Over 100 chemically and biosynthetically related cannabinoids have been identified in cannabis to date. There are two major components, cannabidiol (CBD) and Δ9-tetrahydrocannabinol (THC) along with several other less potent cannabinoids, Cannabichromene (CBC), Cannabichromevarin (CBCV), Δ9-tetra hydrocannabivarin (THCV), cannabigerol (CBG), cannabigerovarin (CBGV), cannabidivarin (CBDV), and Cannabinol (CBN).
Studies of THC effects on human being led to discovery of a cannabinoid receptor (CB1) gene and human endocannabinoid System (ECS). The ECS was defined as the ensemble of 1) two transmembrane and G protein-coupled receptors (GPCRs) proteins for THC—cannabinoid receptor type 1(CB1) and cannabinoid receptor type 2 (CB2); 2) 2 endogenous ligands, the “endocannabinoids” N-arachidonoylethanolamine (anandamide) and 2-arachidonoylglycerol (2-AG); and 3) the enzymes are responsible for endocannabinoid biosynthesis [i.e., N-acyl-phosphatidyl-ethanolamine-selective phospholipase D (NAPE-PLD) and diacylglycerol lipases (DAGL) α and β, for anandamide and 2-AG, respectively] and hydrolytic inactivation [i.e., fatty acid amide hydrolase (FAAH) and monoacylglycerol lipase (MAGL), for anandamide and 2-AG, respectively]. Endocannabinoids and ECS regulate synaptic plasticity in central nervous system to modulate brain functions such as memory, mood and emotions, and pain perceptions. ECS may promote both non-rapid-eye movement and rapid-eye-movement sleep by interacting with melanin-concentrating hormone neurons in the lateral hypothalamus.
THC and THCV were uniquely binding with high affinity to CB1 and CB2 (with agonist and antagonist activity for THC and THCV, respectively). CBD, on the other hand, may “indirectly” active CB1/CB2 by weakly inhibiting AEA enzymatic hydrolysis (i.e., fatty acid amide hydrolase (FAAH)) to regulate the ECS and effect the pain, anxiety, and insomnia conditions. Cannabinoids also exhibit moderate activity on a wide array of molecular target, i.e. orphan G protein-coupled receptors (GPCRs), several channel proteins belonging to the transient receptor potential (TRP) family, namely, rat and human TRPV1, as well as serotonin receptors (HT1A) to modulate brain functions, i.e. pain perceptions etc.
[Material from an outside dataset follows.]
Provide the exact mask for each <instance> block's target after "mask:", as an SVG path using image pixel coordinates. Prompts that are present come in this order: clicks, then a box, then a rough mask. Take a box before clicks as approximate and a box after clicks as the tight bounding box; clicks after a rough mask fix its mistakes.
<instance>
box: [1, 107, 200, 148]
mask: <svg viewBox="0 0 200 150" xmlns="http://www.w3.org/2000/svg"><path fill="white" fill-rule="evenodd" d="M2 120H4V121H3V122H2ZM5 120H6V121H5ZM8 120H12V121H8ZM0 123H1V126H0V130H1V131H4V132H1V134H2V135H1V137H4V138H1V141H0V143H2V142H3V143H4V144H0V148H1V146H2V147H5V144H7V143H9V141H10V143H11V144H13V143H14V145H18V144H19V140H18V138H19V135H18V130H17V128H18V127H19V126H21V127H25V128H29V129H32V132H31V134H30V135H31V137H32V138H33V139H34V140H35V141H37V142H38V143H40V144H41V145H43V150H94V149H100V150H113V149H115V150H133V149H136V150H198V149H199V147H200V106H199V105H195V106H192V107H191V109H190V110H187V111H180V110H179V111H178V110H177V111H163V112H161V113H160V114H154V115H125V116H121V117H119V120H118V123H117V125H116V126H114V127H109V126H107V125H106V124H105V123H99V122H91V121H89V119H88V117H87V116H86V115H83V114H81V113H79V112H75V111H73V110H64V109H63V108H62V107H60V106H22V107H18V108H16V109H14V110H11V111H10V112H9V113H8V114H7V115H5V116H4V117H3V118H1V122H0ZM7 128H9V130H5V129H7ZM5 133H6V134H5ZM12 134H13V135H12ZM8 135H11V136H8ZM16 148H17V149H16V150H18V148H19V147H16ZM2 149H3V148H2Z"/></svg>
The therapeutic efficacy of cannabinoids may be impacted the genetic variations of receptor genes (CB1, CB2, TRPV1, and HT1A), transport and signaling genes, i.e. serotonin transporter (SLC6A4), metabolism genes that activating or inactivating cannabinoids, such as Catechol-O-Methyltransferase (COMT) and Cytochrome P450 genes (CYP2C9 and CYP3A4), as well as interactions of the genetic variations between these genes. Pharmacogenomic and pharmacogenetic test-guided target therapy likely provides cost effective personalized treatments, and it is particularly attractive for complex diseases or disorders of difficult in tailoring their treatments, i.e. chronic pain, insomnia, and anxiety.